27 de ago. de 2005

Por que Veríssimo matou a Velhinha de Taubaté

De Ubiratan Brasil em O Estado de S. Paulo, 27/08/2005

"A descrença na política que hoje domina a sociedade brasileira motivou o escritor e colunista do Estado Luis Fernando Verissimo a anunciar, em crônica publicada na quinta-feira, a morte da Velhinha de Taubaté, um dos seus mais conhecidos personagens. "Ela surgiu durante outro período de pouca crença do povo no governo, o regime militar, e agora não suportou o que está acontecendo", disse Verissimo, durante o último dia da 11.ª Jornada Nacional de Literatura de Passo Fundo.

A Velhinha de Taubaté tornou-se uma celebridade nacional por ser a última pessoa do Brasil que ainda acreditava no governo.
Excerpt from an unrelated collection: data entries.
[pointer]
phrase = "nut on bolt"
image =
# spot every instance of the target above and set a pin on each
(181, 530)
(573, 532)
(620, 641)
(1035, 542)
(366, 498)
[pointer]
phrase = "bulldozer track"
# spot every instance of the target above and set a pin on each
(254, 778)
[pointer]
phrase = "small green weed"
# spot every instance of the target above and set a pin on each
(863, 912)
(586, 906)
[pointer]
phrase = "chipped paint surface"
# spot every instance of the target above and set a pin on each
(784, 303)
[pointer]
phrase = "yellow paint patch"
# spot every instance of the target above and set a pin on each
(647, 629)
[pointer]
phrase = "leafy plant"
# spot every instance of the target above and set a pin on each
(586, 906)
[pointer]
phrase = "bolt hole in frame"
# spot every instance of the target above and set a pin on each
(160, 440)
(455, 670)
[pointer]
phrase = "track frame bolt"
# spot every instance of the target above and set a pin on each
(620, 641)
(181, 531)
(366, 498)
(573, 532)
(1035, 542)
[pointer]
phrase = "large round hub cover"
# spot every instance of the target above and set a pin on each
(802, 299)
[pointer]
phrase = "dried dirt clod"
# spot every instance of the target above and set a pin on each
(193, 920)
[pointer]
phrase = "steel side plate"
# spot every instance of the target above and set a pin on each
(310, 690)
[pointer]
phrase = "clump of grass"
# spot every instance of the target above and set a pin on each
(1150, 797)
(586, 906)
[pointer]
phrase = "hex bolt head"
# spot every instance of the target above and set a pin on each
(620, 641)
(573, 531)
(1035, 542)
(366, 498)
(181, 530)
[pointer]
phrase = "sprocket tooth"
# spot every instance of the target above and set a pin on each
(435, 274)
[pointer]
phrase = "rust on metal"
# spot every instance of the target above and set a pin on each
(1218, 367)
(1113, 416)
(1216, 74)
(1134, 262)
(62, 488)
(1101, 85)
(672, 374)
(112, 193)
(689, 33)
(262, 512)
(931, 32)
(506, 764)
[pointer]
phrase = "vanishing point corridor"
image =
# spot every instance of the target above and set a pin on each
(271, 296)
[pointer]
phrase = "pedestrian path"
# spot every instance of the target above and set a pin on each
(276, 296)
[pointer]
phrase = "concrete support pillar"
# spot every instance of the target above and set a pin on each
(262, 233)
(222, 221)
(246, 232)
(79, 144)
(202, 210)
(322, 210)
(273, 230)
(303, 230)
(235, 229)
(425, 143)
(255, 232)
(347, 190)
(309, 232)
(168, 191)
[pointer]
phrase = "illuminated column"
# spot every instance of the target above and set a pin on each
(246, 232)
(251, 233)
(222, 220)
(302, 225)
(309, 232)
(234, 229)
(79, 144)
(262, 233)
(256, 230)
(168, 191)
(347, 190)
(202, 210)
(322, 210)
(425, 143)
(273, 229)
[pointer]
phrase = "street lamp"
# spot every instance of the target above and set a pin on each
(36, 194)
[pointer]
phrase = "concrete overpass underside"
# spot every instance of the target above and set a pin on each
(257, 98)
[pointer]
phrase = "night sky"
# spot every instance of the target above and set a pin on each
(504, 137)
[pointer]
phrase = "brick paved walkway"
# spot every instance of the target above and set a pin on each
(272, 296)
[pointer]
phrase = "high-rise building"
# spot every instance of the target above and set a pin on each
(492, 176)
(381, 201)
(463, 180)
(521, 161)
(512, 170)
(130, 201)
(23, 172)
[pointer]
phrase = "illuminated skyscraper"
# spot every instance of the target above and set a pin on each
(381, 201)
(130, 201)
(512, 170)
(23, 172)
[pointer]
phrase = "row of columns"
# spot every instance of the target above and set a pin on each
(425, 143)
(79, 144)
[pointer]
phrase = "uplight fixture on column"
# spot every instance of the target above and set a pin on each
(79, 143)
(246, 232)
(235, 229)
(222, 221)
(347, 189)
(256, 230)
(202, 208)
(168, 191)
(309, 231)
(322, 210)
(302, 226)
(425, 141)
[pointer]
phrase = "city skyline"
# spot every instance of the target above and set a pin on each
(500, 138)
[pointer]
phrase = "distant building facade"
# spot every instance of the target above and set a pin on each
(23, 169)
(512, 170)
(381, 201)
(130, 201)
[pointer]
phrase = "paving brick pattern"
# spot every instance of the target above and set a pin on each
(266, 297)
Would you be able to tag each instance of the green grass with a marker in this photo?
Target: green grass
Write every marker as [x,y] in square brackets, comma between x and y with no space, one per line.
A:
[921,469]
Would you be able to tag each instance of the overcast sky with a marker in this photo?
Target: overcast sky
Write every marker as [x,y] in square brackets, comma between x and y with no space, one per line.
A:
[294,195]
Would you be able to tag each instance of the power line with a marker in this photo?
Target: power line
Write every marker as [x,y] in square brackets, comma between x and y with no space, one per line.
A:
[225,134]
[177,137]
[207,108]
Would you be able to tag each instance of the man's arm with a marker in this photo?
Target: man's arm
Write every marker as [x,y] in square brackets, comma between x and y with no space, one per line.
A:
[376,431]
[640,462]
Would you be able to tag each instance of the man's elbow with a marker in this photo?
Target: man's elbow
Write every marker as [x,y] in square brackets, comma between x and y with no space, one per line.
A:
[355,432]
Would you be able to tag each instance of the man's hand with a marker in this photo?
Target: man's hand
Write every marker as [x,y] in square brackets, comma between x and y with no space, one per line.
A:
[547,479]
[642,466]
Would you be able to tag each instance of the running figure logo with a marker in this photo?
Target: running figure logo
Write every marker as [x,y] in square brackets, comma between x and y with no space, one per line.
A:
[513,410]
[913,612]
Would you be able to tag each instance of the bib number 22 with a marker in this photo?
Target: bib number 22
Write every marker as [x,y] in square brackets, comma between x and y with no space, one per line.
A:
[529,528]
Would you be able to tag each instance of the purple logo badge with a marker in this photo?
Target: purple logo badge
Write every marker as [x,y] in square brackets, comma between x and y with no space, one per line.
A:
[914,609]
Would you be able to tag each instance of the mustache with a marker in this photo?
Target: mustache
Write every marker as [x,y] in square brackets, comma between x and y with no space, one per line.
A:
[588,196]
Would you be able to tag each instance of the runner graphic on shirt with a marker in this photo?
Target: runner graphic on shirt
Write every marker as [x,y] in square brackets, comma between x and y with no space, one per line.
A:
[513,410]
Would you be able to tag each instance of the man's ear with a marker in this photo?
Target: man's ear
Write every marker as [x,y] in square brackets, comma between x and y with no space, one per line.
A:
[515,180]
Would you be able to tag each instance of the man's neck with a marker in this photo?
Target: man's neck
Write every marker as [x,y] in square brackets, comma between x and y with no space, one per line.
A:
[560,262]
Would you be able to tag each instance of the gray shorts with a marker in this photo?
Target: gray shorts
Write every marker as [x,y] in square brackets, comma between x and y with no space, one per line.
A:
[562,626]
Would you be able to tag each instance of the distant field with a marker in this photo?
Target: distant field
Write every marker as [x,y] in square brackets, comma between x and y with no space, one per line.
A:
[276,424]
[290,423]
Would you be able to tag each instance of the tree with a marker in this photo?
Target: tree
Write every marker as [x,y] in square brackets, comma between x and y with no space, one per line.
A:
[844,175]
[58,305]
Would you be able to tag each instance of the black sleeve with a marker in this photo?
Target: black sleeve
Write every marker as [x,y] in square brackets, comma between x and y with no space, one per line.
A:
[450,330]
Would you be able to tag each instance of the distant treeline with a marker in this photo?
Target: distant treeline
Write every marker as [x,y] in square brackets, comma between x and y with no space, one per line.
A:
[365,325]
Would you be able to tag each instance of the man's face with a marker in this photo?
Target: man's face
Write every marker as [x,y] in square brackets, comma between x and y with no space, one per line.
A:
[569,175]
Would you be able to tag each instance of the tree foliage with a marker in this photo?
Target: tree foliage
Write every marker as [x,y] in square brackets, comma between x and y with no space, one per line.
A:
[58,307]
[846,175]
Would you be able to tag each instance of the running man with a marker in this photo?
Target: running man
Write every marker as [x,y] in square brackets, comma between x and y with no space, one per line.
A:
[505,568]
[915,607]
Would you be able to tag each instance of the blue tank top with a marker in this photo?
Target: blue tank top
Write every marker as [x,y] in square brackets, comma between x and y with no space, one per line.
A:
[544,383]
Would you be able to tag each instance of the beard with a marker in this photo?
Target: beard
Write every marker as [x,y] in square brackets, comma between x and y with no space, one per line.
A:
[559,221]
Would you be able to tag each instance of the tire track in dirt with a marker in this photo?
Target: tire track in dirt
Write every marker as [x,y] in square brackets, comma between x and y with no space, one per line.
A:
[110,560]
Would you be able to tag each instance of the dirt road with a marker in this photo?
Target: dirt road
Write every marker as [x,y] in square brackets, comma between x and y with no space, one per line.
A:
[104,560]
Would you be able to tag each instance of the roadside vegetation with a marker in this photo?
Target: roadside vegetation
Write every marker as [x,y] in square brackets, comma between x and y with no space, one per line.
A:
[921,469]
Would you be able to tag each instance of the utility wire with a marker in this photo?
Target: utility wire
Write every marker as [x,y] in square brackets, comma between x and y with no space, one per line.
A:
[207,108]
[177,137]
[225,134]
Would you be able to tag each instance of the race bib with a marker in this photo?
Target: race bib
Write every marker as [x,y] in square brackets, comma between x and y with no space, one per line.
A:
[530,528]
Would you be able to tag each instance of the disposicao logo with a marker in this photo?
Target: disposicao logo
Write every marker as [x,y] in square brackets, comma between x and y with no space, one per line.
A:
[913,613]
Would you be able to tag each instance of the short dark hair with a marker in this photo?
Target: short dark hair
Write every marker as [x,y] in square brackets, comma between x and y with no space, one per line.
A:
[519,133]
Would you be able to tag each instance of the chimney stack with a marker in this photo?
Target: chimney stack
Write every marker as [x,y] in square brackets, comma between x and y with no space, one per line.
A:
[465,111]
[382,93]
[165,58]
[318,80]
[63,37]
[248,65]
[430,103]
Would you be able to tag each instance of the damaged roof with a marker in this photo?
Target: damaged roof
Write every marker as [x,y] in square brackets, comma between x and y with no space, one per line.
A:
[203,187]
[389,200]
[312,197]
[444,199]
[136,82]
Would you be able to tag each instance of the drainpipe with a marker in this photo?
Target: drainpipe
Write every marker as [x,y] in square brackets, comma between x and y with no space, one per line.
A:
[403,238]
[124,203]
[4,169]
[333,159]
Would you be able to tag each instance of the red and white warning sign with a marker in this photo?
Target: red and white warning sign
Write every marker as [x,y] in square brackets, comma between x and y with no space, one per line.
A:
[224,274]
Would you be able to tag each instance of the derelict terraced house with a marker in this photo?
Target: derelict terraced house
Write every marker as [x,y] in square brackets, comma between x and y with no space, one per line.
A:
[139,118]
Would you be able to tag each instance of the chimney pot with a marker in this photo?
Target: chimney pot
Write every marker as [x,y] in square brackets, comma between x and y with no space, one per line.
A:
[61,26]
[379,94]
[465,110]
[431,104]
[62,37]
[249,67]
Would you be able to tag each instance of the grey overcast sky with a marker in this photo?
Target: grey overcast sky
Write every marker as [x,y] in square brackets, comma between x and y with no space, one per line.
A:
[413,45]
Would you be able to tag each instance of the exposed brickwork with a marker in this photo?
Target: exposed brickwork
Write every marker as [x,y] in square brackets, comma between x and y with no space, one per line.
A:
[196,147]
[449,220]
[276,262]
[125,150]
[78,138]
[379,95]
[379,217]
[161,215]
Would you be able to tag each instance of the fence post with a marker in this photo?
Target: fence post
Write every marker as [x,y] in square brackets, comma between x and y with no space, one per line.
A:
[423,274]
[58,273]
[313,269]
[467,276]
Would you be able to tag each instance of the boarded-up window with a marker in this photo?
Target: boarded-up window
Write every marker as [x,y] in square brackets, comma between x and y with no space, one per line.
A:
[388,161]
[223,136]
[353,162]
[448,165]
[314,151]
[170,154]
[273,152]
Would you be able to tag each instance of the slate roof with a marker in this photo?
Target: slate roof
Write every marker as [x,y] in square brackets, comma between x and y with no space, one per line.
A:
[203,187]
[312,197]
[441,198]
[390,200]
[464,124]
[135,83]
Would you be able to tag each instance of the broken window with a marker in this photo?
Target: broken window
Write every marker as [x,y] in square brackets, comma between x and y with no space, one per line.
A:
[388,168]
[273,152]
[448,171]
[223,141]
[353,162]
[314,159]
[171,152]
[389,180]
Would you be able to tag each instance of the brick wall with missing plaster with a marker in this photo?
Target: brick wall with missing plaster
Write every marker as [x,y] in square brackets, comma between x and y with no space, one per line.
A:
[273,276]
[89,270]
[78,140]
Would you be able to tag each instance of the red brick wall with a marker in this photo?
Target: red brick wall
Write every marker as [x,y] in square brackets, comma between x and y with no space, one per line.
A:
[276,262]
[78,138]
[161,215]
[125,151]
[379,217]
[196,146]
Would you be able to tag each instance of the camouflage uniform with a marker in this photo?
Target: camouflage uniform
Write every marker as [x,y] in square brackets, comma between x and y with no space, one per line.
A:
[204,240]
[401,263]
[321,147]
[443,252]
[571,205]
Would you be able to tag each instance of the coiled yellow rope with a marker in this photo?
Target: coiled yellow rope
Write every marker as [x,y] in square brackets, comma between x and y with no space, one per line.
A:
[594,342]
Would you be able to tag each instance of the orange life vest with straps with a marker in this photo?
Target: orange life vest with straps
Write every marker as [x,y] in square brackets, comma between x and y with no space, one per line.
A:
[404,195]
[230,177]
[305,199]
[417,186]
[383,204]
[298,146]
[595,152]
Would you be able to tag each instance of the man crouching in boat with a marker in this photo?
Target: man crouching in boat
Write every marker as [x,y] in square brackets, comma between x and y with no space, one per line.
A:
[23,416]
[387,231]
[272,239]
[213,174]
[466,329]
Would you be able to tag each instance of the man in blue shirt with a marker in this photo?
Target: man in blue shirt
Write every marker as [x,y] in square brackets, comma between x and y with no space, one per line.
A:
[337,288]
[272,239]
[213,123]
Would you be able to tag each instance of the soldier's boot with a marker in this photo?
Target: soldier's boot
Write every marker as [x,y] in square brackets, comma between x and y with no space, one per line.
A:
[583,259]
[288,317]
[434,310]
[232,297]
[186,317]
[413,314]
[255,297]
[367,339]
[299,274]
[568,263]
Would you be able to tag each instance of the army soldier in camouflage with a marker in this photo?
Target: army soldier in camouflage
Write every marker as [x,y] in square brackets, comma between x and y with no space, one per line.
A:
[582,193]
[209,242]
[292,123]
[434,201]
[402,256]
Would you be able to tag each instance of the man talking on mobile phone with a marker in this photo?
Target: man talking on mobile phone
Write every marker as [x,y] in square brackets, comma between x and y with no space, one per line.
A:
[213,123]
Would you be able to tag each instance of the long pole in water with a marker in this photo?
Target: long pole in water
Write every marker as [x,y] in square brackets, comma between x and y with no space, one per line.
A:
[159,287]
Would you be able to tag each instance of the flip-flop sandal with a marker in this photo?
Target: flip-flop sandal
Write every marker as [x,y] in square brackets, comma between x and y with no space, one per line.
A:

Verissimo conta que precisava revelar sua indignação com as denúncia de corrupção que cercam o governo Lula e, para isso, preferiu uma forma mais lúdica para mostrar que agora ninguém acredita em nada. Mas não nega que a personagem ainda poderá voltar. "Com os avanços da medicina atual, ela pode estar mantida por aparelhos ou até pode ser clonada", brincou.
O escritor pretendeu, com isso, demonstrar como essa é uma das maiores crises já vividas no País. "Nem o ministro Palocci merece mais confiança", comentou. "Não se trata apenas de uma ameaça à existência de um partido, o PT, mas comprova a existência de uma oposição, movida a ideologia, que pretende acabar totalmente com a esquerda no Brasil."
Verissimo concordou com Chico Buarque de Hollanda, que, durante sua passagem por Passo Fundo, comentou que o País está com a alma ferida. "Os acontecimentos são tão impressionantes que ainda não temos a distância necessária para avaliar seus efeitos", disse. "Nossa tarefa agora é descobrir o que está nos acontecendo. Na micro-história, trata-se da derrocada de um partido. Mas, na grande história, parece que vivemos uma tentativa de repetir algo semelhante ao que aconteceu a João Goulart, governante de esquerda que acabou derrubado da Presidência."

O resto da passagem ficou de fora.